煎餅屋光圀
海の匂いを抱いた南風が僕を誘う。
僕の好きな季節がやって来たのだ。
日差しを照り返す小川に銀色の小魚が映えてキラリと光り、僕の瞳を焼く一瞬や、高く伸びた夏草の茂みで通り雨をやり過ごす時に聞く、雨粒が土を打つ音の一つ一つに僕は命というものを感じる。
「ごらん、世界はこんなにも不思議にみちている。」
もう忘れちゃったけど、幼い僕を抱えた人が言った言葉だ。
その頃の僕にはよく判らなかった、でも今は何となく判る、なんとなくだけど。
あっ、自己紹介が遅れたね。
僕は、ねこ。
名前は無いんだ。
生まれた時には付けてくれたかも知れないけど、今となっては知る術がないよ、だって生まれた頃のことを覚えていてくれる人は既に居ないんだもん。 今じゃ、名前が無いなんていうのも割と気に行ってるんだけどね。ほんとだよ。ほんとだってば。

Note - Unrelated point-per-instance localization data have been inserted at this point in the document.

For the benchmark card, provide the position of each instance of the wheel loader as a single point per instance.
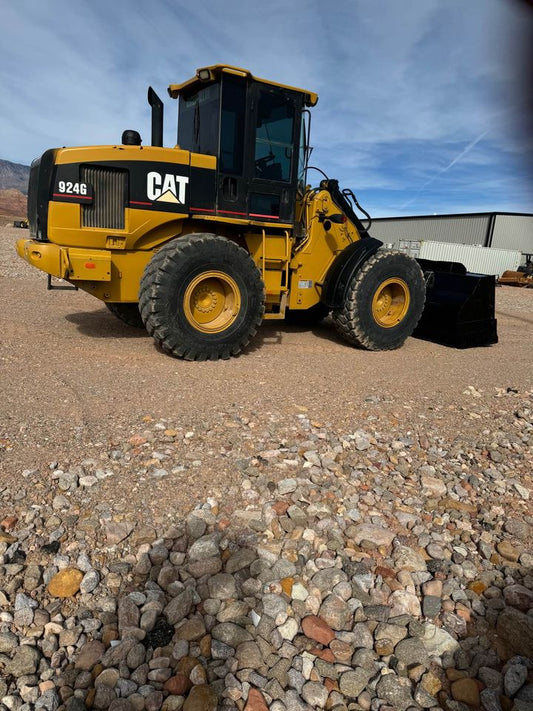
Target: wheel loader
(201, 242)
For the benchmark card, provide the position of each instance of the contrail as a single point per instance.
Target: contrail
(456, 160)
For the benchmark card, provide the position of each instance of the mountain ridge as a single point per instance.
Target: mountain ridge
(14, 176)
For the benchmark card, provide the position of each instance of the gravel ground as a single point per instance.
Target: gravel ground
(307, 526)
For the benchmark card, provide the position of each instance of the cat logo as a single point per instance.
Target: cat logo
(166, 188)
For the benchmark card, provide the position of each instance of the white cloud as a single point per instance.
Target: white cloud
(404, 88)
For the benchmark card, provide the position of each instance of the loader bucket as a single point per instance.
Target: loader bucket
(459, 310)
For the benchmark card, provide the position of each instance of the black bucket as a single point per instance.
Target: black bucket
(459, 310)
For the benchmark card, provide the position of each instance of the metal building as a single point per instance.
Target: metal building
(503, 230)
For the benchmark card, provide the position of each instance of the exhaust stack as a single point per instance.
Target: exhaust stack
(157, 117)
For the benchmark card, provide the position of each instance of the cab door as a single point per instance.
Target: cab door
(275, 117)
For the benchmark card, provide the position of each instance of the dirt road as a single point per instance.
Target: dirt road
(75, 378)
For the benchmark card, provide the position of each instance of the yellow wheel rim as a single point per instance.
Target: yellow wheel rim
(212, 302)
(391, 302)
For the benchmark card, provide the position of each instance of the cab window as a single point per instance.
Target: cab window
(274, 136)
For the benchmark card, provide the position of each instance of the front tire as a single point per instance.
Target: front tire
(202, 297)
(383, 303)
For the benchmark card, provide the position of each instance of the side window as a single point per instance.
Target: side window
(198, 121)
(273, 136)
(232, 126)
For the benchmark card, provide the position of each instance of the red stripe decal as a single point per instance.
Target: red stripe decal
(232, 212)
(75, 197)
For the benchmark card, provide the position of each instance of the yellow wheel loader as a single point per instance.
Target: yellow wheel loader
(201, 242)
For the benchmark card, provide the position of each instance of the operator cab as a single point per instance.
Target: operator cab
(254, 128)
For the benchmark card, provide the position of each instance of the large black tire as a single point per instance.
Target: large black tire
(128, 313)
(384, 302)
(202, 297)
(307, 317)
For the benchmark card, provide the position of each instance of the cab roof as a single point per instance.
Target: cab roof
(208, 74)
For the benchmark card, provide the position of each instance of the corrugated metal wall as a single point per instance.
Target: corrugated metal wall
(480, 260)
(513, 232)
(467, 229)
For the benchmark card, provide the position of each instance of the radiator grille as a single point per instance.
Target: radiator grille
(109, 189)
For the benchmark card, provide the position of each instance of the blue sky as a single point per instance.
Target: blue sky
(423, 103)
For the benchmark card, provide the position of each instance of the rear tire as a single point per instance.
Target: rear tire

僕は黒猫、艶やかな毛並みは町一番さ、特にこの尻尾が自慢かな?
きっと、君が町で僕を見かけたとしたら絶対振り返ると思うよ。絶対だね。
そしたら、僕は尻尾をピンと立てて興味ありませんて素振りをして見せるんだ、僕はプライドの高い野良猫だからね。その辺にいる……まあいいけど。
とにかく、僕はねこに生まれて良かったと思うんだ。
別に僕がそう望んだわけじゃないけど(誰だってそうだよね)、ねこっていうのもこれはこれでいいものだ。
そりゃ、辛いこともたくさんあるさ。一日中、それこそ足を棒みたいにして探したって餌にありつけないことや、同じ格好をした変な集団(学生っていうのかな)に捕まって、僕を袋に閉じ込めたあげく池に放り込まれたこと。変なだんごを食べて3日間くらいのたうち回って死にかけたこととか、ね。
でもね、あの教会の屋根に上がって沈んでいく夕日をみれば、そんなことどうでもいいことだって思えてきちゃうんだ。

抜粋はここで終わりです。